Altro che riavvicinamento e, tantomeno, tentativi di riappacificazione. Tra Tony Di Piazza e Dario Mirri è guerra aperta. Al confronto, Trump e la Cina sembrano pacifisti convinti. L’italoamericano, ha sferrato il primo colpo, dopo le dimissioni ratificate dal cda del Palermo appena pochi giorni fa perché di fatto privato di ogni possibilità di incidere sulle decisioni nella società. Ma la sua bordata è finita fuori bersaglio, non ha minimamente scalfito le mura del fortino di Mirri. Una nuova sconfitta, insomma. Il suo quaranta per cento non gli consentiva altro, mentre la posizione del presidente è salda e sicura, almeno sul piano sostanziale e dei numeri.
Perché lo ha fatto? Di Piazza pare agire d’impulso, almeno pare a chi ha poca dimestichezza con le strategie gestionali di una società. Impulsivo è sembrato il comunicato post cda di qualche giorno fa, che certificò le ragioni delle sue dimissioni in una sostanziale ininfluenza sugli atti compiuti dal club; impulsivo a tal punto che un post sull’addio a Pergolizzi, deciso – a dire dello stesso zio Tony – senza il suo avallo, fu prima pubblicato e poi cancellato dalla bacheca facebook.

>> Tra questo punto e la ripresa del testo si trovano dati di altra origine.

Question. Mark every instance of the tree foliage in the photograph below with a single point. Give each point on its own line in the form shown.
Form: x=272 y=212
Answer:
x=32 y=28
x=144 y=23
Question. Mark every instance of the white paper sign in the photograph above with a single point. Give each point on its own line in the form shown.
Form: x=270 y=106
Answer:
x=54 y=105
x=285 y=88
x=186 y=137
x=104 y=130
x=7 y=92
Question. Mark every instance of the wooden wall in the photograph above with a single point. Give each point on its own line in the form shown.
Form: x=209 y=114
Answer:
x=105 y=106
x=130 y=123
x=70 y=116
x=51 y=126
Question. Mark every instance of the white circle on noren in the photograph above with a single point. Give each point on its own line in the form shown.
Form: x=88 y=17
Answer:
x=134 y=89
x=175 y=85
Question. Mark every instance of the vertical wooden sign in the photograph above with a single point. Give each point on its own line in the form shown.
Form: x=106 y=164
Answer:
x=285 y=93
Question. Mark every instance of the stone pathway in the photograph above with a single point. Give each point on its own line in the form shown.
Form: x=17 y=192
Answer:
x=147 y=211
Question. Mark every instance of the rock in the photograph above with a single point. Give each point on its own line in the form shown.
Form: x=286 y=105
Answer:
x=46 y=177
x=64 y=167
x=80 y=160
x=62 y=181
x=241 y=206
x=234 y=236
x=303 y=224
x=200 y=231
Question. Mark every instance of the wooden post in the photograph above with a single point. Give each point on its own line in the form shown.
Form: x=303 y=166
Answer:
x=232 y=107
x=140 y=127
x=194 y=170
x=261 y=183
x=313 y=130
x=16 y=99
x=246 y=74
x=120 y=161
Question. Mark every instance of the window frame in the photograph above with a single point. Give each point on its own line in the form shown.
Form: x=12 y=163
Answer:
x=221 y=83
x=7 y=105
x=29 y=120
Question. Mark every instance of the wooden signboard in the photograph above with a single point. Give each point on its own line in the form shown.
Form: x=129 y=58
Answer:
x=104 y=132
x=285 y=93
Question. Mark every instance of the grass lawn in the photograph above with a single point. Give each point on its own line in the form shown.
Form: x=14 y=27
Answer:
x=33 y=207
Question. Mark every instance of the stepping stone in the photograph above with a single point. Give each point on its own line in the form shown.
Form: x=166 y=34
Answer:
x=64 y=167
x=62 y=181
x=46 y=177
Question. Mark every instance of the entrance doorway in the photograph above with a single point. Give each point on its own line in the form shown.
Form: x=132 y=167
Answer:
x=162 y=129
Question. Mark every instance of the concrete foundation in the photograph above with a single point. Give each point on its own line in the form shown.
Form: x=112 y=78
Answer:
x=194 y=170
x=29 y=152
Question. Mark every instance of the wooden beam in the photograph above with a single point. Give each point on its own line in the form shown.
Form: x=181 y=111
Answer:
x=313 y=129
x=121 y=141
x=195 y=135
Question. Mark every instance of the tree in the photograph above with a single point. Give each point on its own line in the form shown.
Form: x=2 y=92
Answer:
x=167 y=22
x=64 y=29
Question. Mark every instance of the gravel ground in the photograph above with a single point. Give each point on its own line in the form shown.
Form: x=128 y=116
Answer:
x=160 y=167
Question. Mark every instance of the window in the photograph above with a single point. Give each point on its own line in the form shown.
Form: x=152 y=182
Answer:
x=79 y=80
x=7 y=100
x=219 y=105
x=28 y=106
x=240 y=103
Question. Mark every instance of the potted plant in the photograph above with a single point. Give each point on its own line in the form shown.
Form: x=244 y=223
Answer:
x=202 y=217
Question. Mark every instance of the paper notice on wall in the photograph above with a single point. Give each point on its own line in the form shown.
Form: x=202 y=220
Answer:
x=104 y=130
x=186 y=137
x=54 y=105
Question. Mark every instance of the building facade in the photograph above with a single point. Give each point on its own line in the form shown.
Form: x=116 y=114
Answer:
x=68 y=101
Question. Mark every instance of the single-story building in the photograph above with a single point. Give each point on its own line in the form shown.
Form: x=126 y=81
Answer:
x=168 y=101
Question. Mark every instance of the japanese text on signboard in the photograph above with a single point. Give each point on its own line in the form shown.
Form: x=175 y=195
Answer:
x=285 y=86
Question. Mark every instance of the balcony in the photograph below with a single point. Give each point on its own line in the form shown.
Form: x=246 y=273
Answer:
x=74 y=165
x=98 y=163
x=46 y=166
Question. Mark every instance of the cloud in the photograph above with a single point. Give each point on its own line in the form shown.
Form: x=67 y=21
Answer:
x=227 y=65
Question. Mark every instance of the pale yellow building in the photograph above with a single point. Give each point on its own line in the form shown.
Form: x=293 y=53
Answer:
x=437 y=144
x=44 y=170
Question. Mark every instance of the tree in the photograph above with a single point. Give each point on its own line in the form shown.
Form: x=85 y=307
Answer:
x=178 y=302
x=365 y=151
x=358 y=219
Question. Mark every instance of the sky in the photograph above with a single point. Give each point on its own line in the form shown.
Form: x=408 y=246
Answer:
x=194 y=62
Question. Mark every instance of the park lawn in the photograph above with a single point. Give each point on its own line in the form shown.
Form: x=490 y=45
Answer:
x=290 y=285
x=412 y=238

Allo stesso modo andrebbe classificata la nuova mossa, ovvero la richiesta di immediata ricapitalizzazione di Hera Hora, la società che controlla il Palermo e nella quale, lui è minoritario. Perché questa mossa? Due sono le possibilità: provare a mettere in difficoltà Mirri, nell’ipotesi che attualmente non possa procedere a versare il danaro e, quindi tentare di sovvertire gli equilibri societari a suo vantaggio, o è una semplice mossa mediatica per cavalcare l’onda di simpatia e dimostrare agli scettici che lui, lo zio Tony, ha le potenzialità e la volontà per rendere il club più forte e solido economicamente, mentre la controparte – questo forse è il messaggio che vuol far passare – si oppone. Supposizioni, sia chiaro, ipotesi, possibili chiavi di lettura in un quadro nel quale i protagonisti parlano troppo, l’uno, o troppo poco, l’altro e, soprattutto, non spiegano nulla.
Ma Di Piazza lo sapeva e lo sa benissimo che questo genere di offensive partono già sconfitte perché non ha la forza dei numeri. L’uomo forte resta Mirri. Forte della quota di maggioranza, delle risorse che ha già assicurato per il budget destinato alla prossima stagione, ma anche dei risultati conseguiti fino a oggi dagli uomini che ha scelto, a partire da Sagramola. E, proprio per questo, non ha bisogno di parlare, di comunicare: dicono tutto i fatti. Il no alla proposta di Di Piazza è tutto tranne che una prova di debolezza.
Di Piazza non ha davanti a sé che due scelte: vendere davvero le sue quote e salutare il Palermo o fare una offerta di acquisto chiara, pubblica e concreta a Mirri per prendersi la società. Ma, nel primo caso, trovare un acquirente che si accontenti di entrare nella società in una posizione minoritaria e di replicare l’esperienza dell’italoamericano, cioè di non influire, è difficilissimo se non utopistico; nel secondo caso è alquanto improbabile che Mirri voglia vendere le sue quote e cedere il Palermo. Anzi, va avanti nella pianificazione della prossima stagione, la prima tra i professionisti.
L’imprenditore italoamericano resta quindi all’angolo costretto a sparare a vuoto. E la battaglia spaventa e disorienta i tifosi, rovina la soddisfazione per la promozione in Serie C. Non resta che aspettare la prossima bordata.